The effect is notable:

Method size Mean Ratio
FirstNth 10 34.01 ns 1.00
NextNth 10 31.01 ns 0.91
FirstNth 100 385.56 ns 1.00
NextNth 100 396.11 ns 1.03
FirstNth 1000 3,763.27 ns 1.00
NextNth 1000 3,891.33 ns 1.03
FirstNth 10000 50,540.77 ns 1.00
NextNth 10000 56,087.60 ns 1.11
FirstNth 100000 628,617.81 ns 1.00
NextNth 100000 600,595.01 ns 0.95

One needs to be careful. Sometimes purity of construct will get you into trouble. But most of what I am doing so far is gaining much cleaner code (to my mind) with no significant performance hit. Onward. With caution.

End note

In the second post in this series, I promised a benchmark on the relative performance of three ways of computing the array index at given level in the tree.

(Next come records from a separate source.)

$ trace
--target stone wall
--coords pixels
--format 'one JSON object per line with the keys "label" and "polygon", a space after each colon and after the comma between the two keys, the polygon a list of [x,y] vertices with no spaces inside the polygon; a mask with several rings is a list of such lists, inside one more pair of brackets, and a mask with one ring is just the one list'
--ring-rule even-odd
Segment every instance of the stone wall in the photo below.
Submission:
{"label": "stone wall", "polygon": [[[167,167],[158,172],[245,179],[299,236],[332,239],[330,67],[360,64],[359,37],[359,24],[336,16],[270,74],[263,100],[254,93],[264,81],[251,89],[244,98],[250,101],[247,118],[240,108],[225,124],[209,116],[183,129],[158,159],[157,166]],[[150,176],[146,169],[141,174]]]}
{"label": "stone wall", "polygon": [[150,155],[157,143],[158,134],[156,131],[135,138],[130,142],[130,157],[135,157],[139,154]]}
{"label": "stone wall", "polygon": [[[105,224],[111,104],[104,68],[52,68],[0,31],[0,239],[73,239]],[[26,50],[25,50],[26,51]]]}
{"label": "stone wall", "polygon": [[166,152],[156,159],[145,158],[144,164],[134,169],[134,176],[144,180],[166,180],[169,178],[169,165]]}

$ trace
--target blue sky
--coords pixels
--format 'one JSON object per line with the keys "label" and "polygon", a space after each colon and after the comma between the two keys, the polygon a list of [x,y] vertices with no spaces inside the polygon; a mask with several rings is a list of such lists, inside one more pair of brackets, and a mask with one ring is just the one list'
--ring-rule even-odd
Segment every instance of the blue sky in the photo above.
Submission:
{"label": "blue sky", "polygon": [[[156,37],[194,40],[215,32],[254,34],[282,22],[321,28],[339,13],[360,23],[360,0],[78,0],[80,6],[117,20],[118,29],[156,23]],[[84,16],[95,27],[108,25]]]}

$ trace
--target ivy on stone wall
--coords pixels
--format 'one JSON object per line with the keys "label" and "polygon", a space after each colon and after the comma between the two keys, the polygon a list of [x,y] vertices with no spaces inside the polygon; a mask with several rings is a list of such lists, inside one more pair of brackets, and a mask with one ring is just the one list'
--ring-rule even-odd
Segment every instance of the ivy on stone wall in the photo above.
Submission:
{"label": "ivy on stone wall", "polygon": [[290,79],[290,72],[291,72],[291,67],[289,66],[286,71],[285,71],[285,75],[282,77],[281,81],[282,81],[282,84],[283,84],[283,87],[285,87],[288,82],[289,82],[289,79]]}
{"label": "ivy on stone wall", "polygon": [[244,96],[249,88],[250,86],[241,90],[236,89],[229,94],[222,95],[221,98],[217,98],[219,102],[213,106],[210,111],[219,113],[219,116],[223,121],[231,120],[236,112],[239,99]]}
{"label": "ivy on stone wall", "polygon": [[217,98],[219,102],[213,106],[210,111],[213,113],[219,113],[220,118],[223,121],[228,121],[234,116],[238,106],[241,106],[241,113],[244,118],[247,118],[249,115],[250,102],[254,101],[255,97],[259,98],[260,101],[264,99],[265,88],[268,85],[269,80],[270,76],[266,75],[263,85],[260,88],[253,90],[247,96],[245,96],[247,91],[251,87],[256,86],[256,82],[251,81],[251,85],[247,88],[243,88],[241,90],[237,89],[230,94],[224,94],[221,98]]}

    static member doMod(i) =
        let im1 = i - 1
        im1 - (im1 % 32)     

    static member doDiv(i) =
        (( i - 1) / 32) *  32
            
    static member doShift(i) =
        ((i-1) >>> 5) <<< 5

I did say the results were not going to be a surprise.

Method Mean Error StdDev Ratio RatioSD
ModOp 56.75 us 1.111 us 0.984 us 1.00 0.00
DivOp 48.54 us 0.751 us 0.703 us 0.86 0.02
BitShift 31.78 us 0.424 us 0.376 us 0.56 0.01

With that, time to leave the bench and head for the beach.